How snowball Earth gave rise to complex life

650 million years ago, massive glaciers ground mountains to dust set the stage for the rise of algae in Earth’s oceans.

Algae alongside much smaller and less complex bacteria in the early ocean.
Algae alongside much smaller and less complex bacteria in the early ocean.

A pivotal step in the evolution of life on Earth was the progression from unicellular to multicellular organisms. This in turn required development from prokaryotes – the simplest single-celled creatures, like bacteria - to the more complex eukaryotes. For scientists eukaryotes are particularly sexy, not least because they enabled sexual reproduction, the great driver of species specialisation.

When and why eukaryotes bloomed to become the dominant productive lifeform in the Earth’s primordial oceans – creating the preconditions for more complex organisms to evolve – has remained a very big question.

There is a reason, after all, that bacteria came first: unicellular existence is simpler, efficient and resilient. Appearing about 1 billion years after the Earth’s formation, bacterial life monopolised the planet for at least 800 million years and continued to dominate for several billion more. So what changed to give multicellular creatures like algae their time in the sun?

Research from scientists at the Australian National University published in Nature may have an answer. The first piece of the puzzle was dating the “rise of algae” to 659–645 million years ago. It is a surprisingly narrow interval, falling between the Earth’s second-last and last great ‘snowball’ glaciation episodes, when the oceans froze and the planet’s surface was covered in ice up to several kilometres thick.

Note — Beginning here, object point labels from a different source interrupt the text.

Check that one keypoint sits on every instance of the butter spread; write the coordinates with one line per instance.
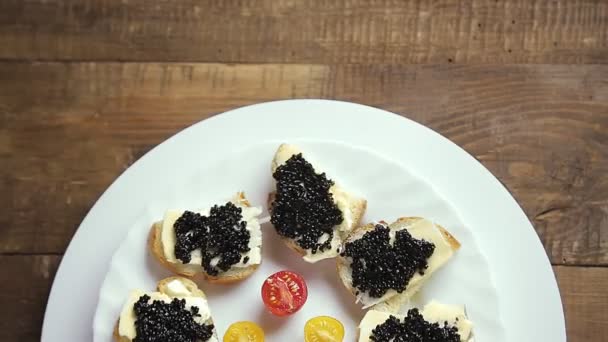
(423, 230)
(433, 312)
(175, 288)
(249, 215)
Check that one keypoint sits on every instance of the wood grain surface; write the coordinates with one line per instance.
(319, 31)
(88, 86)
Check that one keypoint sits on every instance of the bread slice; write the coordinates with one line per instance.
(352, 208)
(419, 228)
(433, 312)
(168, 286)
(234, 274)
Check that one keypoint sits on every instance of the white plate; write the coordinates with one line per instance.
(527, 301)
(391, 192)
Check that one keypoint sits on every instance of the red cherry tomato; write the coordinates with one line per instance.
(284, 293)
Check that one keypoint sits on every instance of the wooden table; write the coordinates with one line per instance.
(88, 86)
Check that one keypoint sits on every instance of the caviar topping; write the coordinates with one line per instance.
(413, 328)
(378, 266)
(303, 209)
(222, 237)
(158, 321)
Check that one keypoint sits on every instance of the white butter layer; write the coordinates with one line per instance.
(175, 288)
(249, 215)
(342, 199)
(433, 312)
(421, 230)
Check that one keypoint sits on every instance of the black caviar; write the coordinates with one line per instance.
(158, 321)
(378, 266)
(222, 234)
(413, 328)
(303, 208)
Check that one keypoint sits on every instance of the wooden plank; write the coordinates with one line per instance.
(69, 129)
(23, 299)
(584, 292)
(24, 290)
(319, 31)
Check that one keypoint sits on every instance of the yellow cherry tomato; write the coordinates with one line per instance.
(323, 329)
(244, 332)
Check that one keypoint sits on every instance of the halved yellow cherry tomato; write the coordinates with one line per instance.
(244, 332)
(323, 329)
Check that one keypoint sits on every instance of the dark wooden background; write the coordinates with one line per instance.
(88, 86)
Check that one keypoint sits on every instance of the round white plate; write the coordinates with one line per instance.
(500, 248)
(391, 192)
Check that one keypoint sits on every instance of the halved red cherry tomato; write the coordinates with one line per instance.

As much as ice-age conditions would seem inhospitable to life, the ANU research team led by Jochen Brocks and Amber Jarrett suggest the Earth’s penultimate snowball phase, known as the Sturtian glaciation, set the scene for the proliferation of algae. The towering glaciers ground down mountains and dumped a feast of mineral nutrients – notably phosphorus – into the oceans. There was too much for bacteria alone to devour, and algae thrived on the leftovers.

The Sturtian glaciation – the longest in Earth’s history – is named after geological evidence unearthed from Sturt River Gorge in South Australia. This new evidence comes from Australia’s Northern Territory. The scientists analysed ancient sedimentary rocks for molecular evidence of steroid alcohols, or sterols, which only eukaryotes can produce. They discovered a marked increase in steroid diversity and abundance that pointed to a rapid rise of marine planktonic algae.

“In these rocks we discovered striking signals of molecular fossils,” says Jarrett. “We immediately knew we had made a ground-breaking discovery that snowball Earth was directly involved in the evolution of large and complex life.”

After the Sturtian glaciation, high levels of carbon dioxide in the atmosphere meant that sea surface temperatures in the tropics could have reached 50 or 60 degrees Celsius, which is far too hot for algae. The researchers think this means that cyanobacterial picoplankton would have continued to dominate the tropics in this period, while algae blossomed further from the equator.

The increase in algae also increased atmospheric oxygen – which they produce through photosynthesis – and drove down the atmospheric carbon dioxide levels by burying carbon deep in the sea.

In time, larger algae could survive and form the base of a richer food web. They “provided the burst of energy required for the evolution of complex ecosystems”, says Brocks. The kind of ecosystems “increasingly large and complex animals, including humans, could thrive on Earth”.